Death of the Cookbook?

I love to look at cookbooks and the pictures of beautiful food, thinking about the combination of ingredients and how they would mesh together, and deciding if this is a recipe I want to try.

I have shelves overflowing with recipe books, basics like The Way To Cook, the Joy of Not Cooking, The New Basics Cookbook, and The Silver Palate Cookbook’s, as well as one’s authored by chefs like Jamie Oliver, Tom Douglas, and Emeril, ethnic cookbooks for Chinese, Indian, Jewish, and Cajun cuisine, and of course The Barbecue Bible by Steve Raichlen.

We also receive a myriad of cooking related magazines at our house: Gourmet, Food and Wine, Wine Spectator, and Martha Stewart’s Living, amongst the group.

Unfortunately, after a first read and sampling of a couple of recipes that catch the eyes and make the stomach growl, they’re rarely used.

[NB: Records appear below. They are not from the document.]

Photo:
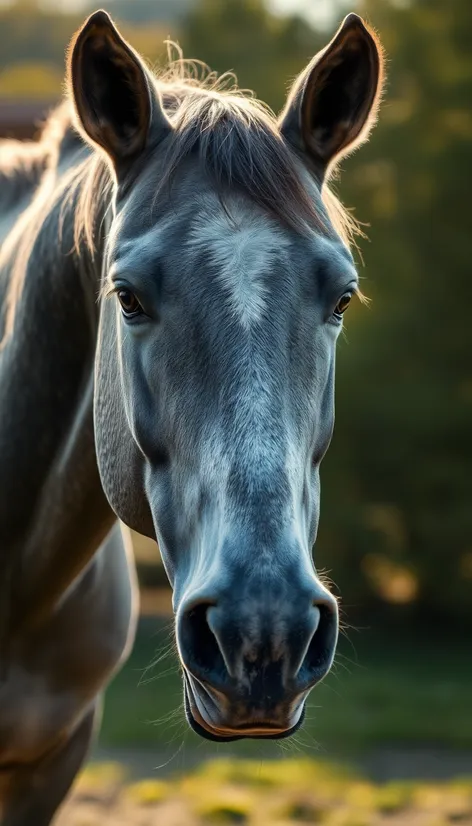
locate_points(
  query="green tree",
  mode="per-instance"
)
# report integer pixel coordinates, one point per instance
(265, 51)
(398, 490)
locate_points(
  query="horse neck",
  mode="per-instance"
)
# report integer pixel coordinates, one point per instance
(55, 514)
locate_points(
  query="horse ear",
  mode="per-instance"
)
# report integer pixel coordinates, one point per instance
(333, 104)
(113, 96)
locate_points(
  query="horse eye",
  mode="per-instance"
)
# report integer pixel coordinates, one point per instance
(343, 304)
(129, 303)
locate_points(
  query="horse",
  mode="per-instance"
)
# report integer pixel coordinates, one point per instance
(174, 272)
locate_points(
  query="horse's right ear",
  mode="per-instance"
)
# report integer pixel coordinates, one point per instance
(112, 92)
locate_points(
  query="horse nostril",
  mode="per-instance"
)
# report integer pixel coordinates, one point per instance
(198, 646)
(319, 656)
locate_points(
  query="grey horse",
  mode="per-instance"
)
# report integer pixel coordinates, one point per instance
(174, 272)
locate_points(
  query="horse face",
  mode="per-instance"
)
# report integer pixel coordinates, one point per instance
(215, 364)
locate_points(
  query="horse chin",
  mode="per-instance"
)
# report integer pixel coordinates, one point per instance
(201, 726)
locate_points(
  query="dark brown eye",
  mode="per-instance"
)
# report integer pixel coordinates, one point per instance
(343, 304)
(129, 303)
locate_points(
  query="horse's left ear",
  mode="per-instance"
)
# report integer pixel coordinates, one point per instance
(112, 91)
(333, 104)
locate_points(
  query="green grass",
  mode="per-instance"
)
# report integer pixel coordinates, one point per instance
(293, 792)
(397, 690)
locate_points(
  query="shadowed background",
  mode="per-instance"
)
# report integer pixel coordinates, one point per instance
(396, 524)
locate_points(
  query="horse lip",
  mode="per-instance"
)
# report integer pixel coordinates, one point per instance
(200, 726)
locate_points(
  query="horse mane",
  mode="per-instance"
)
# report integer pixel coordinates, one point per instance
(238, 143)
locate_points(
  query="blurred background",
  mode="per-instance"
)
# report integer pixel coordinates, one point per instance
(396, 527)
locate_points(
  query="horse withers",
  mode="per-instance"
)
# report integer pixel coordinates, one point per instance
(174, 272)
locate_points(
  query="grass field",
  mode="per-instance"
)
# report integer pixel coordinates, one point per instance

There are a couple of issues here.

The first one likely to be familiar to all cooks is being able to quickly locate the recipe you want. Maybe it’s a case of memory loss, but it’s just hard to find that one recipe in the mass of potential sources. And, of course, each book has its own organization, some offering alphanumeric indexes, some not. Invariably, after spending 30 minutes opening, searching and closing up recipe books in frustration, you remember that the recipe you want is one you found in the local newspaper food section.

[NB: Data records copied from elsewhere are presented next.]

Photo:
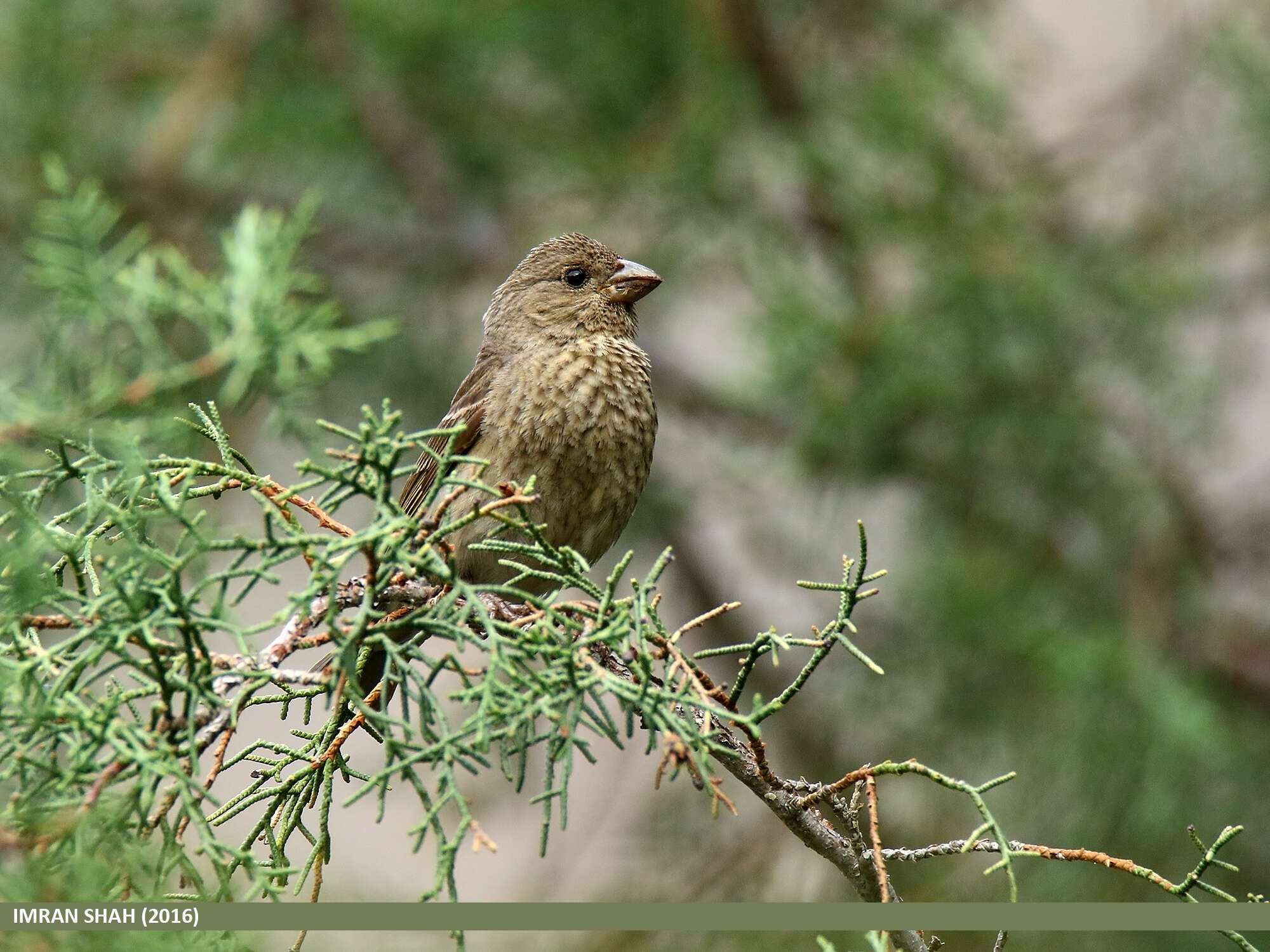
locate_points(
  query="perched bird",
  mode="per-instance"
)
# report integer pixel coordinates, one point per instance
(562, 392)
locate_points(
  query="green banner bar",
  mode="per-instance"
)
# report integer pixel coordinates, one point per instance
(641, 917)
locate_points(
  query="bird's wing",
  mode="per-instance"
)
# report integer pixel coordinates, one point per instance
(468, 408)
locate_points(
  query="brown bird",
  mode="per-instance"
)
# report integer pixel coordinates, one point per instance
(562, 392)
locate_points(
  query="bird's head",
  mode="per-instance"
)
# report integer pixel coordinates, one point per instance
(568, 288)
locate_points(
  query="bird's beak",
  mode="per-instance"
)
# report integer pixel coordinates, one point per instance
(631, 282)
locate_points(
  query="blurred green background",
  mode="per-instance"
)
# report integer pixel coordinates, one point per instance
(991, 276)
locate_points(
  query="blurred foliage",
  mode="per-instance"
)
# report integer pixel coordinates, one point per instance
(933, 305)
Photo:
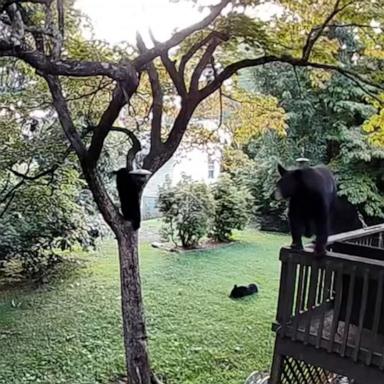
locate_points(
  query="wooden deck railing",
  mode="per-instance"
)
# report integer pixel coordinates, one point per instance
(336, 303)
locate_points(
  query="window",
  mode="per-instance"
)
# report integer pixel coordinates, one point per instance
(211, 168)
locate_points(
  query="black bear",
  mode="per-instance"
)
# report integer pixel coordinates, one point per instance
(311, 192)
(238, 292)
(130, 186)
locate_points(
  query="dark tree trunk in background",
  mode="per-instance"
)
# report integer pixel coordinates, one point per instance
(135, 337)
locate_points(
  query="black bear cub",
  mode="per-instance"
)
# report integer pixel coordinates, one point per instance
(130, 186)
(238, 292)
(311, 192)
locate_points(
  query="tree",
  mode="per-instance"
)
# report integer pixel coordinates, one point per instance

The second issue is that using a recipe typically requires some advance planning to get all the extra ingredients and required spices you had forgotten about, or some tailoring of the recipe to use what’s available in the fridge and cupboard. While both of these work-arounds are doable (and used by most of us), the internet has rendered these old cookbooks, magazines, and articles a moot point.

I mean, how great is it that you can log into Epicurious.com or the FoodNetwork.com or another recipe site, and plug in what you feel like eating that night including the main ingredients, and be provided with not only a set of recipes, but also ratings by the cooks, the ease and timing of preparation, and suggestions of how to improve upon the original recipe.

These sites effectively combat my memory loss issues, and enable me to quickly plan a family dinner based on what food is in the house. Amazing!

Of course, after I print the recipe, and get a thumbs-up or thumbs-down from the family and/or friends on whether the recipe is a winner, we’ve tried to organize the keepers into a looseleaf binder organized by food type….

That binder is now quite big, however, and we now seem to have a couple of issues….

2 comments:

robert said...

Fantastic idea, cook books are a great source to have recipes of different regions.

the bully said...

Robert,

This is a great point. I'd say that I use ethnic cookbooks the most at this point as they are the one's easiest for finding the recipe you want.